Wenn jemand eine Idee hat oder so etwas Ähnliches schon mal gemacht hat, her damit! Vielen Dank.

Gruss
Markus


----------



## Steingarnele (19. Apr. 2007)

*AW: Bachlauf/Wasserfall/Teich auf einer Dachterrasse?*

Hallo Markus,

erst mal Herzlich Willkommen hier im Forum.  
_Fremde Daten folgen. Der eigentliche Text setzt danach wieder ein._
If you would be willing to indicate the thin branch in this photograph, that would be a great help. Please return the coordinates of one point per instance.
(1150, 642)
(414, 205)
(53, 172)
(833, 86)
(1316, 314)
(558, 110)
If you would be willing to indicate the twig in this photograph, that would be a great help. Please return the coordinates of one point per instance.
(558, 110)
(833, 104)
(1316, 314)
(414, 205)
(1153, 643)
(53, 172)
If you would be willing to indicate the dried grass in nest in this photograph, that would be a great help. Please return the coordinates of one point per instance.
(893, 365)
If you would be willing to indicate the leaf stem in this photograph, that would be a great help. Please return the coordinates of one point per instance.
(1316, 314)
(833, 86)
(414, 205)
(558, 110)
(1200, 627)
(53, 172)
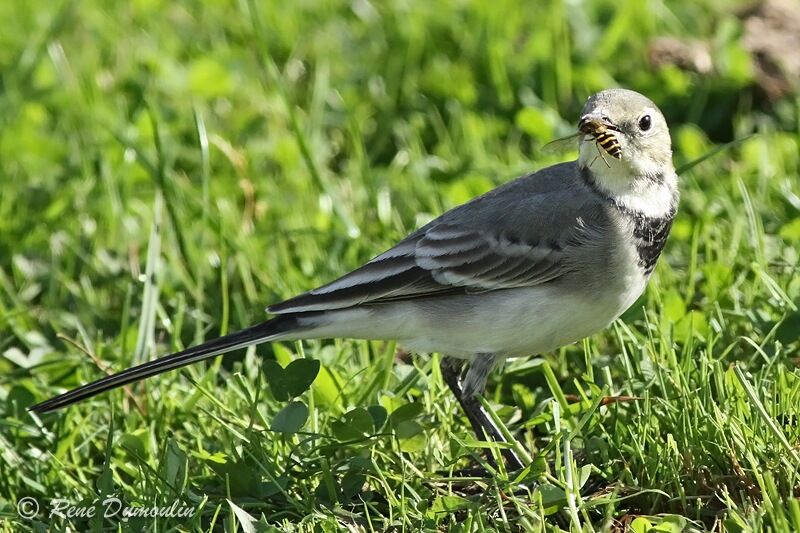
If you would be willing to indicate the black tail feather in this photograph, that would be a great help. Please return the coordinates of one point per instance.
(246, 337)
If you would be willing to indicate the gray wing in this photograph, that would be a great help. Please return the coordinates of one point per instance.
(525, 233)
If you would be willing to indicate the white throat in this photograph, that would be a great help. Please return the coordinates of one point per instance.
(641, 186)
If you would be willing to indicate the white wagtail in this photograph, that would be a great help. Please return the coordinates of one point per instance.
(537, 263)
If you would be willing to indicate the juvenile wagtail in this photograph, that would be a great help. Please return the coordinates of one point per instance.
(537, 263)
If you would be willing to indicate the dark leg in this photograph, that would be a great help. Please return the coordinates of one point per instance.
(482, 423)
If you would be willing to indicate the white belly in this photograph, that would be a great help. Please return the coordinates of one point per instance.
(510, 323)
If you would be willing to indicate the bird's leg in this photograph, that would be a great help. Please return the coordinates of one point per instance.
(467, 396)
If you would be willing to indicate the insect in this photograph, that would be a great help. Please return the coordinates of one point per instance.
(601, 132)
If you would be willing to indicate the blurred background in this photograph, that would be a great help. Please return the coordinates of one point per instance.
(169, 168)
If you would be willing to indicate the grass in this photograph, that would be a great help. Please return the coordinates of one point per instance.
(168, 169)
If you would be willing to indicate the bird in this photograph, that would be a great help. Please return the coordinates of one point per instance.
(537, 263)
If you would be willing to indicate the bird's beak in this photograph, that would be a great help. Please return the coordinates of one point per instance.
(595, 124)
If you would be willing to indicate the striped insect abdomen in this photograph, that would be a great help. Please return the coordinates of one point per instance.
(609, 143)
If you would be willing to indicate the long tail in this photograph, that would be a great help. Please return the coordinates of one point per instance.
(269, 330)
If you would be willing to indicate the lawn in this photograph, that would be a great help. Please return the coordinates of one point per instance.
(167, 169)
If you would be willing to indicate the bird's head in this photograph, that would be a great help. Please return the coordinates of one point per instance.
(626, 144)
Ich hab ja kein Plan aus was der Boden deiner Terrasse ist, aber Beton muss es bei deinem Vorhaben schon sein. Ich hab sowas auch, nur eben als Pflanzenfilter für den Teich. Welcher sich auf dem Dach der Garage 6x6m befindet, und auch einiges an Last mit sich bringt!  
Schau dich mal durch meine Galerie -> https://www.hobby-gartenteich.de/gallery/browseimages.php?c=137&userid=


----------



## Holger1969 (19. Apr. 2007)

*AW: Bachlauf/Wasserfall/Teich auf einer Dachterrasse?*

hallo markus,

erstmal herzlich willkommen hier im forum.
also rein von der statik her, dürfte es kein problem sein, ein wasser(doppel)bett 2x2m ( matrazenhöhe ca. 20cm ) wiegt ca. 450-500kg je nach dem wie viel wasser befüllt wurde. ein einigermaßen modernes haus kann eine deckenlast von bis zu 500kg/m² tragen, d.h., dein teich könnte auf einen m² eine wasserhöhe von 50cm haben. dies wirst du eh nicht realiseren können. ich denke eine tiefe von 20-30cm wäre ohne probleme machbar.
vergiß aber nicht deine vermieter, und wenn es deine wohnung ist die eigentümer unter dir, um erlaubnis zu fragen  

Übrigens, ist sicherlich auch ratsam mit deiner versicherung darüber zu sprechen. könnte mir vorstellen, dass die versicherungsprämie enorm steigt


----------



## faulwurf (24. Apr. 2007)

*AW: Bachlauf/Wasserfall/Teich auf einer Dachterrasse?*

Ich habe mit meinem Vermieter gesprochen und es ist leider nicht möglich die Terrasse stark zu belasten. Es ist im Prinzip ein Flachdach mit Teerpappe und darauf eine Konstruktion mit Bodenplatten. Wie auch immer, ein großer Teich mit 500 kg/m² ist absolut nicht möglich.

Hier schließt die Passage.